Payan réclame plus de moyens à l’Etat pour passer l’été

Le bataillon des marins pompiers s’est également équipé cette année de produit retardateur à adjoindre à l’eau, qui pourra être ainsi pulvérisé par voie terrestre. Sans compter deux chiens, formés pour détecter le Covid, et qui vont cet été détecter la cause des départs de feu. « Ce sont toujours des feux allumés, la plupart du temps par mégarde », relève le vice-amiral, qui rappelle que l’an passé, il y a eu à Marseille 240 incendies, pour une superficie brûlée inférieure à 20 hectares.

Le développement technologique et l’acquisition de ce nouveau matériel ont coûté près de 700.000 euros au bataillon. « Cela va permettre à notre unité d’élite d’être en avance sur le front des incendies », affirme Benoît Payan, qui prévient « qu’il n’acceptera pas de coupes sombres sur les crédits des marins-pompiers de Marseille ». D’après son cabinet, les subventions de l’Etat représentent 7 % du budget du bataillon, quand il est de 21 % à Paris.

« Nous accueillons de plus en plus de touristes, nous allons dépasser cet été le million d’habitants, poursuit le maire.
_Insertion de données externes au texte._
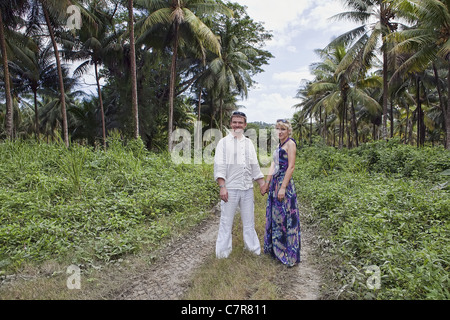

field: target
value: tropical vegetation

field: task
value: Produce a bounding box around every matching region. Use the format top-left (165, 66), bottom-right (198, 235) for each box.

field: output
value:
top-left (294, 0), bottom-right (450, 149)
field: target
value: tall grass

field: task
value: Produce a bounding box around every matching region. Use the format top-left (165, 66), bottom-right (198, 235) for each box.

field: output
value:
top-left (295, 141), bottom-right (450, 299)
top-left (0, 137), bottom-right (217, 275)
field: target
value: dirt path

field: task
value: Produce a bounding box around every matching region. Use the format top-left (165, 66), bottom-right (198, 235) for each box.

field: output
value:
top-left (113, 208), bottom-right (321, 300)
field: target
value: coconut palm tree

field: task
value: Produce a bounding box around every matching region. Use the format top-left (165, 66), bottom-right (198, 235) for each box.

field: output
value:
top-left (330, 0), bottom-right (402, 139)
top-left (0, 0), bottom-right (27, 139)
top-left (394, 0), bottom-right (450, 149)
top-left (136, 0), bottom-right (230, 151)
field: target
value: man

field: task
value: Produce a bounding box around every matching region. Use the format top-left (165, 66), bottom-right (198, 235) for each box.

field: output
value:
top-left (214, 111), bottom-right (264, 258)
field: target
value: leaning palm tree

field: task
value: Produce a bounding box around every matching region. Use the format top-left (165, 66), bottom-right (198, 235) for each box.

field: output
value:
top-left (0, 0), bottom-right (26, 139)
top-left (68, 3), bottom-right (116, 149)
top-left (330, 0), bottom-right (401, 139)
top-left (128, 0), bottom-right (139, 139)
top-left (136, 0), bottom-right (231, 151)
top-left (207, 34), bottom-right (253, 131)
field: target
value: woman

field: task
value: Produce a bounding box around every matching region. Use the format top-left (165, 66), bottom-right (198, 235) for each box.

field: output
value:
top-left (264, 119), bottom-right (301, 267)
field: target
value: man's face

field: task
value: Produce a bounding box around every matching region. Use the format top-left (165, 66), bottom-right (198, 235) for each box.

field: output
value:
top-left (230, 116), bottom-right (247, 135)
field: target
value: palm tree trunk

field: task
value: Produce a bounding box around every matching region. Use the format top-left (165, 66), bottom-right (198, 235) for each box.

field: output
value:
top-left (220, 98), bottom-right (223, 133)
top-left (94, 62), bottom-right (106, 150)
top-left (33, 88), bottom-right (39, 141)
top-left (389, 97), bottom-right (394, 139)
top-left (128, 0), bottom-right (139, 139)
top-left (41, 5), bottom-right (69, 147)
top-left (198, 88), bottom-right (202, 121)
top-left (0, 10), bottom-right (14, 140)
top-left (381, 43), bottom-right (388, 140)
top-left (350, 100), bottom-right (359, 147)
top-left (168, 23), bottom-right (180, 152)
top-left (444, 62), bottom-right (450, 150)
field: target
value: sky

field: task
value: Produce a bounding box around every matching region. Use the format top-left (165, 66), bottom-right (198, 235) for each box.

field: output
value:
top-left (76, 0), bottom-right (356, 123)
top-left (233, 0), bottom-right (355, 123)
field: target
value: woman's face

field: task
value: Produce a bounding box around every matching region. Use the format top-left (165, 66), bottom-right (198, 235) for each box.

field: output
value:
top-left (275, 124), bottom-right (289, 141)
Est-ce qu’on peut continuer longtemps à accueillir autant de monde sans réguler l’accès aux calanques ? Cela appartient à l’Etat. Les solutions ne sont pas de nous, elles ne sont pas là. J’ai appelé le ministère de l’Intérieur, on manque aussi de renforts durant l’été. »

Le maire de Marseille ne perçoit pas comme un signe de bonne volonté d’avoir appris, par la voix du Journal officiel, la nomination d’un nouveau vice-amiral du bataillon des marins-pompiers de Marseille. Il doit prendre ses fonctions début juillet. « Au moment de rentrer dans une période intense de risque incendie, le ministère des Armées décide de changer le commandement ! », accuse le maire de Marseille.